Sì. E’ un odio che viene da lontano, mai del tutto sopito, acuito dagli slogan odierni, imbevuto di ferocia. Ma la soluzione non è la fuga.
Andare via no, dice Andrea. Non noi.
Se ne devono andare loro.

E, in quel “loro”, l’uomo non comprende soltanto la teppaglia armata di spranghe; in quel “loro” ci siamo tutti noi, ogni volta che indichiamo col dito e facciamo una risata, ogni volta che mormoriamo, ogni volta che usiamo le parole frocio, ricchione, culattone e tutti gli altri numerosi sinonimi.
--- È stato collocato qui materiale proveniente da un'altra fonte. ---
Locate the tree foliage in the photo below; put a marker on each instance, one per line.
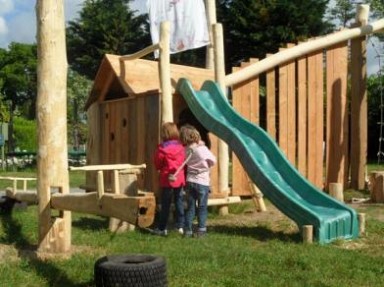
(77, 94)
(253, 28)
(375, 87)
(18, 77)
(104, 26)
(342, 13)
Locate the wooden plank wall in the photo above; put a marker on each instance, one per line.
(337, 115)
(130, 134)
(304, 113)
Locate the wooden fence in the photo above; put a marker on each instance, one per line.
(304, 105)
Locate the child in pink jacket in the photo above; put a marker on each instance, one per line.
(198, 180)
(169, 156)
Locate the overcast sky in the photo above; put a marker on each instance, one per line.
(18, 18)
(18, 23)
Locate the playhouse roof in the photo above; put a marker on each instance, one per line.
(116, 79)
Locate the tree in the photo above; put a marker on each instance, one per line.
(253, 28)
(18, 77)
(18, 82)
(77, 93)
(375, 87)
(342, 13)
(377, 6)
(104, 26)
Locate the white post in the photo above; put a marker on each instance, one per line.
(211, 19)
(223, 154)
(165, 73)
(52, 156)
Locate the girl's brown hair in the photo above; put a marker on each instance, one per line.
(189, 134)
(169, 131)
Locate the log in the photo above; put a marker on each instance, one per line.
(376, 187)
(138, 210)
(25, 196)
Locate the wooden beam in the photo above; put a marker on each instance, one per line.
(301, 50)
(139, 210)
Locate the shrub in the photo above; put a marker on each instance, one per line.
(25, 134)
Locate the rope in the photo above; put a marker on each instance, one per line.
(379, 56)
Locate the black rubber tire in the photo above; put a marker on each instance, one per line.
(136, 270)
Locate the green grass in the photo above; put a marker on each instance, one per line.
(256, 253)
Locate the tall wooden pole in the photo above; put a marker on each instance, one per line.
(165, 73)
(211, 19)
(359, 106)
(223, 154)
(52, 162)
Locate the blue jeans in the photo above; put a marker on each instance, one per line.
(169, 193)
(197, 197)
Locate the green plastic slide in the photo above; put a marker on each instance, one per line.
(268, 168)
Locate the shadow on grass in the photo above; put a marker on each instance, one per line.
(261, 233)
(26, 251)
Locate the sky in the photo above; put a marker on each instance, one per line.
(18, 24)
(18, 18)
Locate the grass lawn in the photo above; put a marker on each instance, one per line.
(245, 248)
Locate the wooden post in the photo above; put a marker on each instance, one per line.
(52, 156)
(223, 155)
(125, 182)
(307, 233)
(359, 106)
(257, 197)
(361, 217)
(336, 191)
(376, 187)
(165, 73)
(211, 19)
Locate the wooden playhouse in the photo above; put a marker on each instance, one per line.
(124, 116)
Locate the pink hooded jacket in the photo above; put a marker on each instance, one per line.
(169, 155)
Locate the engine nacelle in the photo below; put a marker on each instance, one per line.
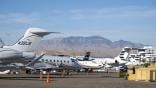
(29, 55)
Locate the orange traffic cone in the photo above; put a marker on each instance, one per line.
(48, 78)
(63, 73)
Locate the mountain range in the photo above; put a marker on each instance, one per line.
(78, 45)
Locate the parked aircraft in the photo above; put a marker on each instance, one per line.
(22, 48)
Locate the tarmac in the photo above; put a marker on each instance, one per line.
(75, 80)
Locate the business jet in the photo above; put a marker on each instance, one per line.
(24, 47)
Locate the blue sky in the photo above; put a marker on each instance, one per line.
(132, 20)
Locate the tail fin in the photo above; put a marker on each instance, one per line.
(30, 40)
(86, 57)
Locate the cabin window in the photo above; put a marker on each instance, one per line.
(42, 60)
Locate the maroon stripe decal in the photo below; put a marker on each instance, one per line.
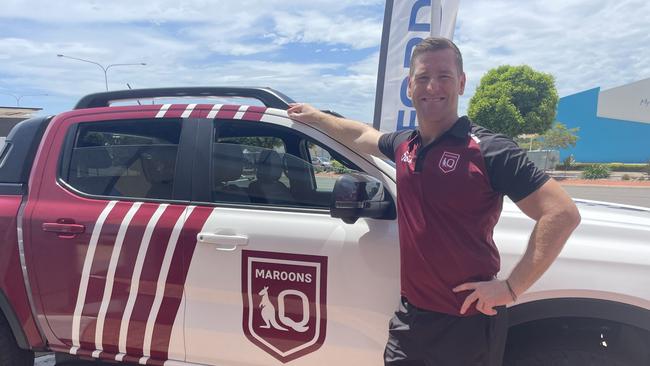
(254, 113)
(227, 111)
(123, 276)
(201, 110)
(176, 282)
(150, 271)
(98, 272)
(176, 110)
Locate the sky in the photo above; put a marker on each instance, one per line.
(324, 52)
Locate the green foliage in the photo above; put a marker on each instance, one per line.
(596, 171)
(529, 142)
(559, 137)
(569, 162)
(614, 167)
(515, 100)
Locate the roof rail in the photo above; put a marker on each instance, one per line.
(269, 97)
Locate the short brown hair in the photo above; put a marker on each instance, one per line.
(431, 44)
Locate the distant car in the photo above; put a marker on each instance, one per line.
(321, 161)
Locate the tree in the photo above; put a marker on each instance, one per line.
(515, 100)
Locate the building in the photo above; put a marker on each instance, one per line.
(614, 124)
(10, 116)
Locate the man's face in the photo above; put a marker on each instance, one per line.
(434, 86)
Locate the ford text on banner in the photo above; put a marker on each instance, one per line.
(406, 23)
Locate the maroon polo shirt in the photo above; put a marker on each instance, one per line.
(449, 198)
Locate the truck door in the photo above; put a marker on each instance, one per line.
(104, 226)
(272, 277)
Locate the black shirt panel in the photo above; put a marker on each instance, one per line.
(389, 142)
(510, 171)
In quel “loro” ci siamo noi, fuori dal parcheggio, fuori dalla giostra, con la nostra presunzione, da quest’altra parte della strada, mentre guardiamo girare a vuoto la solitudine, la paura di esistere che noi stessi causiamo.
Luci.
Qui, da qualche parte sulla Lecce-Maglie.
In entrambi i sensi di marcia.
Andrea e Luigi sono laggiù, in quell’auto.
Stanotte hanno deciso che non se ne andranno e che forse smetteranno di nascondersi, forse usciranno finalmente dal parcheggio.
Chissà.
Per adesso si abbracciano in silenzio.
E, in una Panda color Pozzi Ginori, attendono l’alba.